Most recently, advocates of organ-preserving strategies have investigated the outcomes of nonoperative management for rectal tumors that have demonstrated complete clinical regression following neoadjuvant therapy. The Habr-Gama group has the largest clinical experience to date with the “watch-and-wait” approach for locally advanced rectal cancer. Their findings in a cohort of 70 patients with preoperatively staged T2–T4, N0–N2 tumors treated with intensive CRT regimens demonstrated a 68% rate of complete clinical response based on reevaluation with imaging, endoscopy, and digital rectal examination (DRE) 10–12 weeks later to confirm the absence of residual tumor or other mucosal irregularity [73]. These 47 patients were subsequently observed, and a sustained complete clinical response was observed in 51% of the entire cohort at 3 years follow-up. The remaining 49% with evidence of recurrent disease underwent immediate or salvage surgery with either TEM or radical surgery. Based on these data, although the possibility of definitive, nonsurgical treatment of rectal cancer with CRT alone remains limited to a subset of biologically responsive tumors, advances in neoadjuvant chemoradiation therapy may potentially spare 50% of patients with T2 rectal tumors from radical surgery.

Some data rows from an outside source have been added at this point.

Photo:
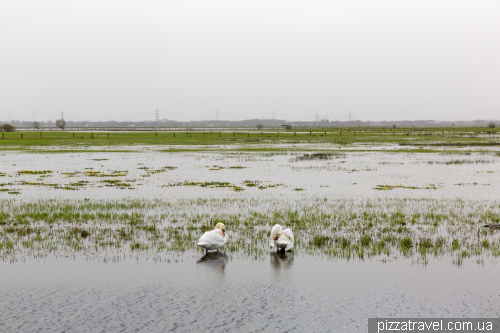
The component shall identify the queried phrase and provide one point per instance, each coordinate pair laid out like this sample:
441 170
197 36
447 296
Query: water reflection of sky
454 175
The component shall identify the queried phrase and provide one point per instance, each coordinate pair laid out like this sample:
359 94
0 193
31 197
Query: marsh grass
346 229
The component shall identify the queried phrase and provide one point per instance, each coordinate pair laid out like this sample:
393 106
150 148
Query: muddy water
224 294
220 294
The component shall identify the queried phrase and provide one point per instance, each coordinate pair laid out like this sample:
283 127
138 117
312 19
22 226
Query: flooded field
107 240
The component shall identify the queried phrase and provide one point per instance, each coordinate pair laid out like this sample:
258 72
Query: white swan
215 239
283 239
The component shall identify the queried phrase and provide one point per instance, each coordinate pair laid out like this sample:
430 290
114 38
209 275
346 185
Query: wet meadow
364 207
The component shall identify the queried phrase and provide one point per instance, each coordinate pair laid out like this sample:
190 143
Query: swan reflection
215 260
281 260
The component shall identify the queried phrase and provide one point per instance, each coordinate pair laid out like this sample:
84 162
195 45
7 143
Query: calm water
218 294
223 294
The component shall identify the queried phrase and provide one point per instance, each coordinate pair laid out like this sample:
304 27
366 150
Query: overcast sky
379 60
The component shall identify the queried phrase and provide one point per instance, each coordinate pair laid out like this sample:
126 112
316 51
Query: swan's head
221 227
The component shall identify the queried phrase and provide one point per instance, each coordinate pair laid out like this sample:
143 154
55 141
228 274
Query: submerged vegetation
348 229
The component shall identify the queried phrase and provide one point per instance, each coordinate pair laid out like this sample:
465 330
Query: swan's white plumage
214 239
285 237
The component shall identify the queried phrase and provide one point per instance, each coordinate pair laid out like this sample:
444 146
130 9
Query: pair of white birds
217 238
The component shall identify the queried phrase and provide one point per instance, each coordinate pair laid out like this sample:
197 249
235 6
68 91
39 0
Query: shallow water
227 293
473 176
220 294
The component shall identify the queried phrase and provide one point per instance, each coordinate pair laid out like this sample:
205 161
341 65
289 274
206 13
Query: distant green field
116 141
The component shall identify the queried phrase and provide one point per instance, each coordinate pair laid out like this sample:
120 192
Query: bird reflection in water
216 260
281 260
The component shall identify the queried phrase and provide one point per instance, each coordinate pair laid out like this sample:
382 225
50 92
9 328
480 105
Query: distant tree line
260 123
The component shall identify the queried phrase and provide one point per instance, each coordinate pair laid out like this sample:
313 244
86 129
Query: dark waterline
218 294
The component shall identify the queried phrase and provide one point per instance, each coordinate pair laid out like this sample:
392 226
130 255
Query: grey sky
391 60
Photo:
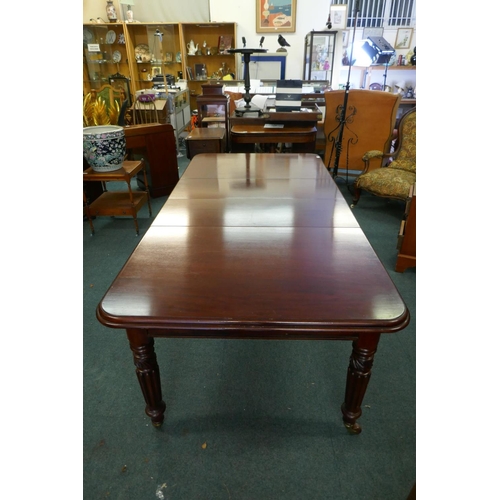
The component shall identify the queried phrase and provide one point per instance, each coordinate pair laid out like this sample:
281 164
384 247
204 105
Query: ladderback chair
144 110
395 179
370 119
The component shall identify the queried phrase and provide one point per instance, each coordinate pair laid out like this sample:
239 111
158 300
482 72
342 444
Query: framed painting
403 38
338 17
276 16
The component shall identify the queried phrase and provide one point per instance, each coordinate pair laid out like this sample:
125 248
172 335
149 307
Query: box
288 95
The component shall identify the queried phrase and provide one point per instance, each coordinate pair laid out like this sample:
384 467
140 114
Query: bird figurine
283 43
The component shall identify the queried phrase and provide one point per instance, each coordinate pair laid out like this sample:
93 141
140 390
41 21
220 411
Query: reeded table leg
148 374
358 376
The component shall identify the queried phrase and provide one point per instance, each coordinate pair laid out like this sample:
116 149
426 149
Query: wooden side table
205 140
117 202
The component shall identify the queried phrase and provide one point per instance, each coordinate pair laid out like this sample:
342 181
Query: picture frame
276 16
338 17
403 38
345 38
225 43
200 71
372 32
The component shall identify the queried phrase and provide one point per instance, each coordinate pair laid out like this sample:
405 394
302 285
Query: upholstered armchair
395 179
370 120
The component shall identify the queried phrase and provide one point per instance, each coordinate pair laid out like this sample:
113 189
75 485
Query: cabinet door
104 54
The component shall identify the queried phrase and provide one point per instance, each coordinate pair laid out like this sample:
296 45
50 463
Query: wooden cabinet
154 52
407 239
209 63
104 54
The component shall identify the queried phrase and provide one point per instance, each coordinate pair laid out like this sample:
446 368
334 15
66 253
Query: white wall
311 15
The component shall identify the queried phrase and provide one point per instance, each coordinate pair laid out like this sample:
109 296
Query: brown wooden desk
259 246
157 142
299 129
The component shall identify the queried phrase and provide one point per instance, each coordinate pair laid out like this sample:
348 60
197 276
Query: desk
255 246
158 143
299 128
303 139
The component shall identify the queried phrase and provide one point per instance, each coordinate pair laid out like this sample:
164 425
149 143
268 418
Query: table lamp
128 15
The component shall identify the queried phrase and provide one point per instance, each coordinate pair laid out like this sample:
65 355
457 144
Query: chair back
369 124
405 156
144 110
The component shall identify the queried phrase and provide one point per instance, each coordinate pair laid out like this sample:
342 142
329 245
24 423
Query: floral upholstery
394 180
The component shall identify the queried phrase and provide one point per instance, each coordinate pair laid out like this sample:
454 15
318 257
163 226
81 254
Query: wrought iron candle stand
249 107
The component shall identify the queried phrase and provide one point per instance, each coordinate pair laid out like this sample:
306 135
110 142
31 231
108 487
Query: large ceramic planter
104 147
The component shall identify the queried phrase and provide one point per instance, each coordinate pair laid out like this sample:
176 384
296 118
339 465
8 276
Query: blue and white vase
104 147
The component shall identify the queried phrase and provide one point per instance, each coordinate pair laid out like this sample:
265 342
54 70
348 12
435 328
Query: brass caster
353 428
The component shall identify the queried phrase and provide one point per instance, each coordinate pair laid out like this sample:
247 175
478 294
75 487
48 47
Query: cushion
388 182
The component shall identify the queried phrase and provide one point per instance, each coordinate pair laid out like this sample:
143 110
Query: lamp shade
378 49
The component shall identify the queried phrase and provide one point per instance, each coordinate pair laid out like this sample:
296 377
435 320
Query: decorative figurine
111 11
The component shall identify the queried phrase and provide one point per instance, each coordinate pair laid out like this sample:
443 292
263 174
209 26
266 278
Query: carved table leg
148 374
358 376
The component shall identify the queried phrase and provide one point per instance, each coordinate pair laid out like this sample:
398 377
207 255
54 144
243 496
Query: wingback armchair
369 124
394 180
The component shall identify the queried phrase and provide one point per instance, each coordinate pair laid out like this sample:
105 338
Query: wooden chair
370 121
144 110
395 179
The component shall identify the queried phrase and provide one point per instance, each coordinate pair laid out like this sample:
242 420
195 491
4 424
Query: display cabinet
319 51
154 53
104 55
204 47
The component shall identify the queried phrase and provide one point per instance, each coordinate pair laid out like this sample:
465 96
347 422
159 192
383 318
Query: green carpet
255 420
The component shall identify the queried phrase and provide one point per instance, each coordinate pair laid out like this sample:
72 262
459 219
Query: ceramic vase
104 147
111 11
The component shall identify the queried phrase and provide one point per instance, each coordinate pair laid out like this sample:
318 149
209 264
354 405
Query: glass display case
206 58
154 53
104 55
319 51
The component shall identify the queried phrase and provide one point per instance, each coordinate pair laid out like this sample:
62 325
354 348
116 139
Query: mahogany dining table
255 246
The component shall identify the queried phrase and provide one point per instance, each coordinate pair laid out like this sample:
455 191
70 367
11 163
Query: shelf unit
207 34
104 54
162 56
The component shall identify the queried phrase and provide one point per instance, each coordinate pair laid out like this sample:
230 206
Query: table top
255 246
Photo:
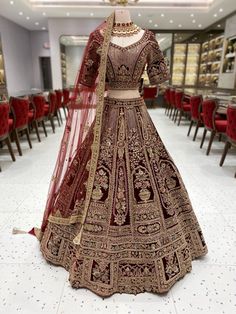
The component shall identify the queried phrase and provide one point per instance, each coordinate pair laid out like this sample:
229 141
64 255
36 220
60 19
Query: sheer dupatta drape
86 107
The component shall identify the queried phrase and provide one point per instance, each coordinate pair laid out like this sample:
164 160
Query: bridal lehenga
121 219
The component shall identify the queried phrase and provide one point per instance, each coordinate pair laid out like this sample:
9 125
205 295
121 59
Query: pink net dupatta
85 111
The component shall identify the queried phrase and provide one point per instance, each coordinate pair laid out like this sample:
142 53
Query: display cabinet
229 55
63 66
3 84
192 64
179 63
211 54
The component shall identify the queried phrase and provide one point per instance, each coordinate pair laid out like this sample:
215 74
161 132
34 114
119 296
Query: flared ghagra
140 232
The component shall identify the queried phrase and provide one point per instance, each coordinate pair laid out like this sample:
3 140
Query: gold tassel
77 239
18 231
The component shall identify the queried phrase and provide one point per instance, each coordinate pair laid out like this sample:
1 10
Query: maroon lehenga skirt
140 233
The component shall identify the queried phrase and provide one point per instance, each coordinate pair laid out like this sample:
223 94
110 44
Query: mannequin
123 16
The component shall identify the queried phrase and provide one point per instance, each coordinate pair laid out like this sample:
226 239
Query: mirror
71 49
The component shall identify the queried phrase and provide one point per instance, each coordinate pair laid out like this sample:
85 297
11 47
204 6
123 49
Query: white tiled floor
30 285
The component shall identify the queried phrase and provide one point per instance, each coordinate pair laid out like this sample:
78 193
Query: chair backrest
52 102
20 108
208 108
39 102
172 97
178 99
59 95
4 115
231 122
167 95
149 92
195 103
66 96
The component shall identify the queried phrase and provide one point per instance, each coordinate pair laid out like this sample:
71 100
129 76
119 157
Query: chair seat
46 110
186 106
30 116
10 123
221 125
217 116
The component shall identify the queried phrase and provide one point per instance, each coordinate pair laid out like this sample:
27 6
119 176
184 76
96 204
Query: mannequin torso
123 16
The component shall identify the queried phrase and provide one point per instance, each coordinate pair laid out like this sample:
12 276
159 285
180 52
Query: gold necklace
125 29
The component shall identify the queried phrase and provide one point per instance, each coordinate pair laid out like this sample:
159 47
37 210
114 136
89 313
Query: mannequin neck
122 16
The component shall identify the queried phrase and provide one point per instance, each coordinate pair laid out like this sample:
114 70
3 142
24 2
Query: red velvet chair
172 102
38 102
215 126
196 107
21 116
150 94
50 108
178 103
167 100
6 125
66 100
230 132
59 96
185 107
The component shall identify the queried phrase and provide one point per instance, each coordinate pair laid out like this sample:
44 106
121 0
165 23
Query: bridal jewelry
125 29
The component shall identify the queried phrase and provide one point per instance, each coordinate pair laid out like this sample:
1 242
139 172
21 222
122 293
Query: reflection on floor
29 285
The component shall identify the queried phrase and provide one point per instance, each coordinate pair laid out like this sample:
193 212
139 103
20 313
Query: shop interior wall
38 39
17 55
63 26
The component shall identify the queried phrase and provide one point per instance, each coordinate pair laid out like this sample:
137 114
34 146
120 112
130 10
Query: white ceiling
159 14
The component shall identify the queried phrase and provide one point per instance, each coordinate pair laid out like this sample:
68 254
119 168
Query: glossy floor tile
28 284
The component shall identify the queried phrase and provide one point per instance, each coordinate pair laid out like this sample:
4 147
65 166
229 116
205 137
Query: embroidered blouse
125 65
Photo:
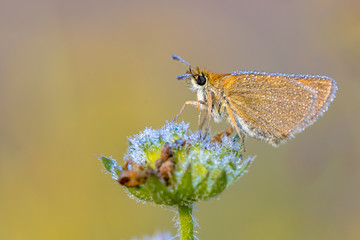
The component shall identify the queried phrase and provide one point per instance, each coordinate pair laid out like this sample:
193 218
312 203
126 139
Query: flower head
174 166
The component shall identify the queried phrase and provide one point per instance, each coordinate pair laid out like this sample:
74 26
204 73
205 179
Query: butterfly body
272 107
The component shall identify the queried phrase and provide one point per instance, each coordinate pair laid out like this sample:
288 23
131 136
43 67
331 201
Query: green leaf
202 187
219 185
158 191
139 192
111 166
108 163
185 188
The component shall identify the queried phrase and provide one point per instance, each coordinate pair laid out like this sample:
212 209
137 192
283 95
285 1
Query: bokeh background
77 77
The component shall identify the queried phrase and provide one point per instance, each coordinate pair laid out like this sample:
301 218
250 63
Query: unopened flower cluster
175 166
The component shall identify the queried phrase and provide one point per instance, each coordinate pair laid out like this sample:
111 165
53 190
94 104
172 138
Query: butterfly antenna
189 74
175 57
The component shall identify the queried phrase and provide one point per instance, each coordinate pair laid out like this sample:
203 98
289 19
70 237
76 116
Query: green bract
174 166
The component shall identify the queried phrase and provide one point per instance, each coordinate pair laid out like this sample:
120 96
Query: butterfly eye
201 80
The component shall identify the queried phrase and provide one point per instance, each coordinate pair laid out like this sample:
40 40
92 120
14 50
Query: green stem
186 223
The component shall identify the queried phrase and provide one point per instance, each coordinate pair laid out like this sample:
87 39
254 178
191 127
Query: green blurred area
78 77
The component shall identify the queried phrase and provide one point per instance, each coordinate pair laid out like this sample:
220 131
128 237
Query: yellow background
78 77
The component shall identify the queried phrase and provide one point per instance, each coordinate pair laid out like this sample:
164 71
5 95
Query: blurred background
78 77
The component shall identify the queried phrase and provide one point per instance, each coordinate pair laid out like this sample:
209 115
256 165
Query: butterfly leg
209 112
231 115
218 137
183 108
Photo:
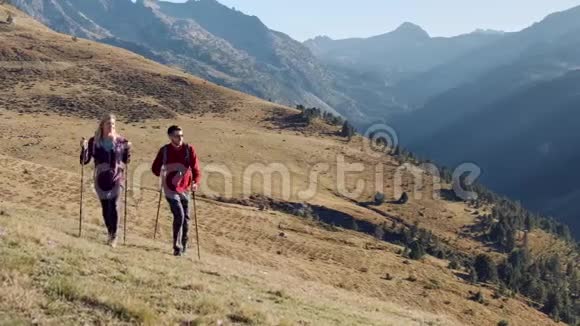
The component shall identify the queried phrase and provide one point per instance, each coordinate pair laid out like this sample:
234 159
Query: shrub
379 198
417 250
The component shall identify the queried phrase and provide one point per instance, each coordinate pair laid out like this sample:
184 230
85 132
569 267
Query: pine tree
485 268
417 250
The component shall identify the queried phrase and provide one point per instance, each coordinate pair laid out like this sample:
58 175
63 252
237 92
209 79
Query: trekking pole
125 206
158 209
196 229
81 201
82 190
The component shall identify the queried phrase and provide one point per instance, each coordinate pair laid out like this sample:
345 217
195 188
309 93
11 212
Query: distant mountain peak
488 32
409 29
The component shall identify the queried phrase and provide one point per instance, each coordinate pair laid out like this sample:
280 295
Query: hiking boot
177 252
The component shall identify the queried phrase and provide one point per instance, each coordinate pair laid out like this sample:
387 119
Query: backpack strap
164 149
187 156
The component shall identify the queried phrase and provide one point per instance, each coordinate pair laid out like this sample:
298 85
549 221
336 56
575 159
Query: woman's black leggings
110 214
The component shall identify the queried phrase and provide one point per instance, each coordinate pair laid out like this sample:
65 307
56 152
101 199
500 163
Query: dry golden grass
249 273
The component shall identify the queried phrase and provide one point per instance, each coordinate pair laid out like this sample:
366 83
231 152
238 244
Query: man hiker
111 154
178 166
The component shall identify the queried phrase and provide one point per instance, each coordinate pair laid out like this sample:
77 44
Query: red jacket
178 176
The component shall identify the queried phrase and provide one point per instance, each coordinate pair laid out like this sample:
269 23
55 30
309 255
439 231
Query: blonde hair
99 131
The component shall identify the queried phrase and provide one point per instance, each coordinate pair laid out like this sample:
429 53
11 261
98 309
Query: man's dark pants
180 208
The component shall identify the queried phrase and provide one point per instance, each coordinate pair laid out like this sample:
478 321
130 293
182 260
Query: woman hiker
111 153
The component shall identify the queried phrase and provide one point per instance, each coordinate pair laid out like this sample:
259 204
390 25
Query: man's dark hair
173 129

Several European series have corroborated the findings from the Habr-Gama group [74, 75] and demonstrated that with more aggressive CRT regimens, the rates of complete clinical response can exceed the historical 20–30% rate, although this may be at the cost of increase toxicity, possible overtreatment of early rectal tumors, and delayed local recurrence that may not be surgically salvageable.
Other Indications
TES has also been demonstrated to be effective at treating a variety of other rectal tumors and benign conditions. Local resection using TES has been well established in the management of low-risk rectal carcinoid tumors, particularly when incompletely resected endoscopically. In the absence of histopathological risk factors for lymph node metastasis including size ≤10 mm and absence of LVI, and early stage confirmed by ERUS and CT scans, rectal carcinoids are amenable to local excision [76]. TES may be better suited than EMR, ESD, and TAE for definitive treatment of rectal carcinoids due to the ability to perform full-thickness rectal excision. Two large series on rectal carcinoids treated with TEM either as initial modality or for completion of incomplete endoscopic excision included 24 and 27 patients, respectively, with lesion size ranging from 7.5 to 10.1 mm and located within 9 cm from the anal verge (AV). These studies demonstrated a 100% R0 resection rate with 100% OS and DFS at a 30–70.6 months follow-up [77, 78]. TES has also been described in small case series of carefully selected GIST tumors and benign retrorectal tumors including tail gut cysts and rectal duplication cysts tumors, as a minimally invasive alternative to transcoccygeal resection or radical proctectomy [79, 80]. There have also been a number of recent case reports and case series on the successful use of TES in the management of complex benign conditions such as recurrent rectourethral [81], rectovesical [82], and rectovaginal fistulas [83] that had failed traditional repair. In addition, other miscellaneous use of a transanal endoscopic approach has included strictureplasty and transanal repair of colorectal anastomotic complications including leaks and abscesses [39]. Finally, TES can be used for palliation of bleeding rectal tumors in patients who are medically unfit to undergo other palliative procedures including fecal diversion, stenting, surgical debulking, cryosurgery, embolization, and palliative radiation [84].
Patient Selection for TES
Historically, a relative contraindication for TES included rectal lesions located higher than 8–10 cm from the AV, particularly if anterior, due to the high chance of full-thickness excision resulting in peritoneal entry. That is because peritoneal entry during full-thickness TEM excision was previously considered to be a complication requiring immediate conversion to laparotomy with low anterior resection or fecal diversion in order to mitigate the risk of leak and infection [85]. However, recent publications from experienced centers have demonstrated the feasibility and safety of transanal suture closure of upper rectal full-thickness defects without increased morbidity or adverse oncologic outcomes [86–88]. Based on this experience, it is generally recommended that only lesions within the reach of the 12–20 cm rigid proctoscope, and otherwise amenable to local excision, should be considered for full-thickness TES resection.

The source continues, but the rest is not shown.